I had few expectations of the exhibit, and resources were severely limited, so posterity was far from my mind in planning or execution. I produced the invitation-form in the letterpress shop at RCA using my evident paucity of design skills; before mailing, I decorated some with my own hand-made rubber-stamped slogans. The mounting boards were donated by my mother, who worked at a printing press, and each submission was, as is now obvious, attached with non-archival tape. The boards were unceremoniously stapled to the wall.
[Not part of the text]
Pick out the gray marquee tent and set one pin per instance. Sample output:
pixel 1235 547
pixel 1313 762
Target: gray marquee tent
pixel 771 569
My well-intentioned scheme to spread the contents among interested visitors—which comported with a number of experiments of the period to keep the correspondence moving—was an utter failure, and with the exception of one work being mysteriously removed from its mount, apparently no one actually interacted with the exhibition.
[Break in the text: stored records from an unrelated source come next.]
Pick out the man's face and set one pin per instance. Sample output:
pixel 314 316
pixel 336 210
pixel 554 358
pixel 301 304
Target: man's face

Until this international online airing, the material has subsequently lain in a box and been seen only by students of the graduate seminar I occasionally teach in the Department of Art History, Theory, and Criticism at the School of the Art Institute of Chicago: Opening & Unfolding: Correspondence Art. In this electronic iteration, you will open your screen, but the unfolding may occur elsewhere.
I hope it works.
Artists originally exhibiting in 1982 (plus half-a-dozen entries from unknown or anonymous contributors): Ackerman, A.; Barber, D.; Baroni, V.; Bennett, J.M.; Brancatelli, R.; C, Richard; Calleja, J.M.; Cammer, L.; Canals, X.; Cracker Jack Kid; Craven, C.; Crozier, R.; D’Adda, B.; Dana, L.; de Araujo, A.; de Jonge, K.; Dreyfus, C.; Duch, L.F.; Eckmeyer, R.M.; Evans, J.; Farkas, S.; Fletcher, L.; Frangione, N.; Fricker, H-R; Gaglione, W.; Gnazzo, A.J.; Groh, K.; Hahn, H.; Harley; Helmes, S.; Higgins III, E.F.; Hoare, T.; Hompson, D-D; HYPE; Johnson, J.; Larter, P.; Lipman, J.; Lusignoli, G.; Mark, P.; Marx, G.G.; Minkoff/Oleson; Morgan, R.; Ockerse, T.; Olbricht, J.O.; Orworks; Pack, T.; Perfetti, M.; Petasz, P.; Porter, B.; Radio Free Dada; Radio, R.; Rousselle, N.; Schmidt-Olsen, C.; Scott, M.; Shown, J.; Siff, E.; Spiegelman, L.; Summers, R.; Tahoe, E.; Tóth, G.; Tupitsyn, V.; van Geluwe, J.; Welch, C.; and Wielgosz, A.
Simon Anderson is a British-born-and-educated cultural historian whose art-school exposure to Fluxus helped to mold his career. He has worked at the School of the Art Institute of Chicago since 1993, teaching a range of seminars and lecture classes around twentieth-century art and anti-art. In addition to organizing exhibitions, designing, and producing publications, he has written exhibition commentaries, magazine criticism, and book chapters on Fluxus, Mail Art, expanded poetry, the Situationist International, conceptual photography, and more. He has lectured widely and has acted as a gallery dealer in, private consultant on, and public speaker about the experimental arts and artifacts of the 1960s, ‘70s and ‘80s. Long an advocate of performance as a way of knowing, he continues to observe, arrange, and perform the events of his life in a Fluxus mode.